Qatar’s goodwill with Hamas partly comes from years of financial backing for Gaza. Qatar had sent hundreds of millions of dollars to Gaza — with Israeli approval — for poor families, infrastructure projects and public sector employees’ salaries, though Israeli officials have recently said they regretted the decision since it enabled Hamas to divert some money toward military operations.

Since the war began 11 months ago, the Qatari prime minister has dedicated a considerable amount of his own time attempting to broker a cease-fire, even at the expense of other government projects, according to three of the officials with knowledge of the talks. The premier, they said, has met with Hamas representatives as frequently as twice a day.

In June, Qatar intervened when it appeared once again that cease-fire talks were stuck.

Israel was insisting that a later stage of negotiations focus on multiple issues, while Hamas wanted to limit the scope to the swap of prisoners and captives.

Working with the United States, Qatar presented three possible wording choices to Hamas as compromise language, according to Husam Badran, a senior Hamas official based in Qatar. Hamas representatives chose one of them, he added.

Hamas agreed that the later stage would focus in particular on the swap issue, wording that left the door open to potentially discussing some other issues.

“We did that because we’re keen on the issue of a cease-fire,” Badran said. “If there are some phrases that will make the negotiations easier and lead to the same result — the end of the war — we have no problem.”

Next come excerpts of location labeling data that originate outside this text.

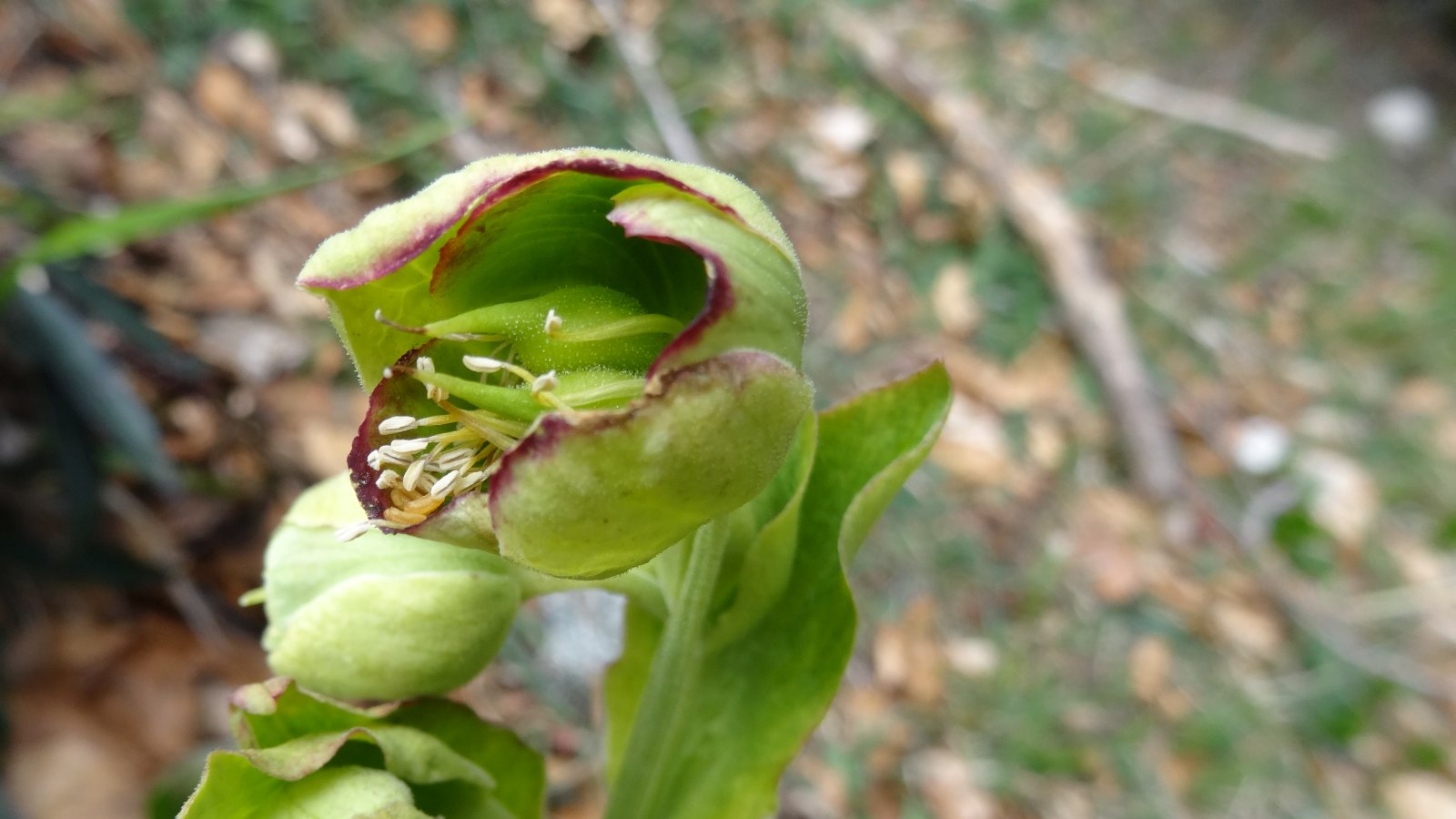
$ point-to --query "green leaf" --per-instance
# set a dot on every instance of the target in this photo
(521, 773)
(762, 694)
(456, 763)
(233, 789)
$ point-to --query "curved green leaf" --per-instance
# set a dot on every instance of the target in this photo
(233, 789)
(762, 694)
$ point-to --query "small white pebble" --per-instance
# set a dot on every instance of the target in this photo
(1259, 445)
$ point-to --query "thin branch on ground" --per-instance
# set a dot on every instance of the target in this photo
(1196, 106)
(638, 53)
(1060, 238)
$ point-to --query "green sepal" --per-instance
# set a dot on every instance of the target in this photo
(545, 228)
(233, 789)
(761, 695)
(380, 617)
(426, 758)
(609, 491)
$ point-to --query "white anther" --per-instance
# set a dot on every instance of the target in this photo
(455, 458)
(398, 424)
(545, 382)
(347, 533)
(482, 363)
(407, 446)
(443, 484)
(412, 475)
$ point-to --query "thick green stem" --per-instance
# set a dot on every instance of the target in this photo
(674, 672)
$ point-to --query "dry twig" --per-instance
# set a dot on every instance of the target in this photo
(1092, 305)
(1208, 109)
(640, 53)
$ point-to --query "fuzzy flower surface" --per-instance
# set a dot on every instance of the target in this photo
(574, 359)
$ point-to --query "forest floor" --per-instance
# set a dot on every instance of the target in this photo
(1037, 639)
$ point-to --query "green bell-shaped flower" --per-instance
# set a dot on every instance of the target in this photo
(575, 359)
(378, 617)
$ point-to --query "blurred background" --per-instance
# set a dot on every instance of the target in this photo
(1187, 547)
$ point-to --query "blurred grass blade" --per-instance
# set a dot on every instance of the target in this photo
(94, 385)
(96, 302)
(86, 235)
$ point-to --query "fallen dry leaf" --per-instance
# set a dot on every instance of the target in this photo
(951, 300)
(948, 784)
(1148, 666)
(1346, 499)
(1113, 537)
(1420, 794)
(907, 178)
(907, 654)
(973, 445)
(570, 24)
(972, 658)
(1249, 630)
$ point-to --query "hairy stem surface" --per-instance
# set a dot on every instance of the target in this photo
(673, 675)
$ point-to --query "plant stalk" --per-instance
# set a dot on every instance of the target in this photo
(670, 681)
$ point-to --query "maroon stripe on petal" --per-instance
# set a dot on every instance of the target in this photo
(419, 242)
(720, 290)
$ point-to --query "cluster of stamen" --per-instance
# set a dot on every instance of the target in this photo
(415, 472)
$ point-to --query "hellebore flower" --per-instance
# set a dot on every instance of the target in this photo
(574, 358)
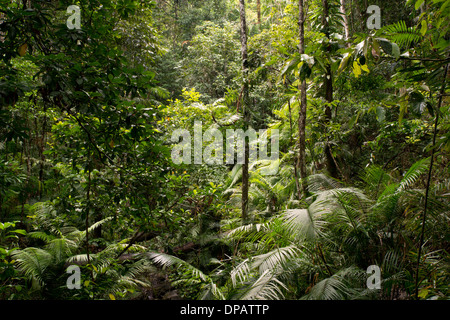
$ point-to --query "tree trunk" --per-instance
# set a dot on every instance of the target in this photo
(245, 106)
(301, 164)
(331, 166)
(258, 10)
(344, 15)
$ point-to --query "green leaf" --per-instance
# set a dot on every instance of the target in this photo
(424, 27)
(418, 4)
(20, 231)
(356, 69)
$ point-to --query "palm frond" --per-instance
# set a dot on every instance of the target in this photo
(33, 262)
(414, 172)
(265, 287)
(402, 35)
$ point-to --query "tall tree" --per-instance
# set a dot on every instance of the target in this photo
(258, 10)
(328, 82)
(245, 106)
(301, 164)
(344, 20)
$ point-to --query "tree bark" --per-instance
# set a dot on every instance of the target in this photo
(328, 81)
(245, 106)
(301, 164)
(258, 10)
(345, 19)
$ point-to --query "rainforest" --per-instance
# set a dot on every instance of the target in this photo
(224, 150)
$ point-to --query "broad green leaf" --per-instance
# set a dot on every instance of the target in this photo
(424, 27)
(418, 4)
(356, 69)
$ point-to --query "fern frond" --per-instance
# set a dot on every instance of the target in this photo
(33, 262)
(402, 35)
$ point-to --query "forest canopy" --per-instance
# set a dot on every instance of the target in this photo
(224, 149)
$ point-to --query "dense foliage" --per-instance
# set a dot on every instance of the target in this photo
(87, 176)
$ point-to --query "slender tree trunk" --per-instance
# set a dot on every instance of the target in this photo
(331, 166)
(258, 10)
(345, 19)
(430, 170)
(245, 106)
(301, 164)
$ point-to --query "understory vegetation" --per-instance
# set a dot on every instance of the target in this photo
(88, 181)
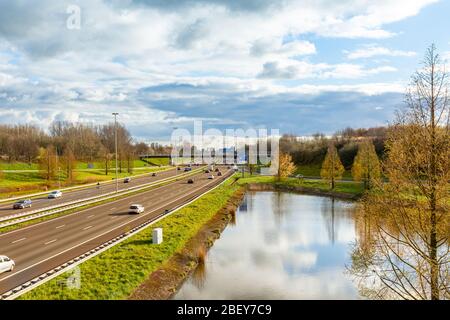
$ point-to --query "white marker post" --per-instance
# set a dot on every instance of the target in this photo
(157, 236)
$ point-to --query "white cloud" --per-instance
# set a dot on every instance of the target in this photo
(372, 51)
(222, 47)
(291, 69)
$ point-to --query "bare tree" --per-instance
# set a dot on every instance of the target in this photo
(332, 168)
(407, 248)
(47, 162)
(366, 166)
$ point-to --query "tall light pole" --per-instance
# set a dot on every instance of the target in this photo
(115, 114)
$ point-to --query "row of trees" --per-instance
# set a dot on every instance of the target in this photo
(404, 249)
(366, 165)
(312, 150)
(65, 143)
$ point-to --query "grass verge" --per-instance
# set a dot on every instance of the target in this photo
(69, 211)
(115, 273)
(21, 183)
(352, 188)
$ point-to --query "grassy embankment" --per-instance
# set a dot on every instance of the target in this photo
(313, 170)
(115, 273)
(18, 183)
(352, 188)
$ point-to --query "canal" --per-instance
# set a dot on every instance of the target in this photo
(280, 246)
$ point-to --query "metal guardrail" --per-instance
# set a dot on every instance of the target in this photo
(53, 273)
(39, 213)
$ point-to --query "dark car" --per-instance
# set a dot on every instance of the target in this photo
(22, 204)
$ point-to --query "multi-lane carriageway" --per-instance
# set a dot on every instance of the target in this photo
(92, 191)
(49, 244)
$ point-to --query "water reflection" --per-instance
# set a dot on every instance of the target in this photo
(284, 246)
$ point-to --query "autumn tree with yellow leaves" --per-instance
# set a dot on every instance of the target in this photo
(332, 168)
(366, 166)
(286, 166)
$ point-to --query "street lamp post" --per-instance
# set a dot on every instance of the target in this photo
(115, 114)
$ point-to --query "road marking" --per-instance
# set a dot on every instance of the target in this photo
(18, 240)
(114, 228)
(158, 186)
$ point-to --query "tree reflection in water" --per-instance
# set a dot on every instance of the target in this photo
(391, 257)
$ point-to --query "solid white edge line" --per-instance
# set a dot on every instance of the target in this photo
(82, 203)
(18, 294)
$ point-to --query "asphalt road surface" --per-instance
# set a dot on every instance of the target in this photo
(68, 196)
(39, 248)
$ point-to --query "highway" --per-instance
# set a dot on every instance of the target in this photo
(41, 247)
(92, 191)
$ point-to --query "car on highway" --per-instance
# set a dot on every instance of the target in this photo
(54, 194)
(136, 208)
(22, 204)
(6, 264)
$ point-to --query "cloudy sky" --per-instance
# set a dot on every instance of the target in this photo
(299, 66)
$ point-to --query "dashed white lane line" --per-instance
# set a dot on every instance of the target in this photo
(18, 240)
(51, 241)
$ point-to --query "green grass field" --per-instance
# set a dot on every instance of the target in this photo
(354, 188)
(18, 183)
(115, 273)
(313, 170)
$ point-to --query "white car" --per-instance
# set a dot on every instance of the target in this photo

Three of the officials familiar with the negotiations said Qatar had to push hard to get Hamas to agree to that compromise language.

Al-Ansari, the foreign ministry spokesperson, said Qatar had been exerting pressure by putting ideas on the table, setting deadlines for replies and reminding both sides of the gravity of the situation.

“Qatar is able to interact with Hamas in a serious and open way because of its long relationship with it and its support for Gaza,” said Tamer Qarmout, a professor of public policy at the Doha Institute for Graduate Studies. “Hamas realizes that if the Qataris are pressuring them, they need to engage with them and respond positively.”

Qatar’s sway has its limits, with both Israel and Hamas staking out seemingly irreconcilable positions.

Along with the issues over the prisoner exchange, the negotiations have been stuck, in part, over the fate of the Philadelphi corridor, a narrow strip of land in Gaza along the border with Egypt. Prime Minister Benjamin Netanyahu of Israel has insisted the Israeli military should remain in the corridor, while Hamas has said any deal requires Israel to withdraw from Gaza, including that border zone.

Several of the officials familiar with the negotiations expressed concern that Netanyahu had in recent weeks put forward new demands that could further delay or even torpedo an agreement, including keeping Israeli forces in the corridor.

Hamas, too, has put up roadblocks throughout the process.

At a meeting this summer with Hamas officials, Qatari mediators pressed the Palestinian militant group to agree to the version of a cease-fire agreement with Israel that was on the table.

The Hamas officials responded that even if they were prepared to do so, they could not greenlight it without the approval of the group’s leadership inside Gaza, in particular Yahya Sinwar, the most powerful figure in the territory. The Qataris acknowledged the point, and the meeting ended without a breakthrough, according to several of the officials familiar with the talks.

“The last word is with those on the battlefield,” Qarmout said.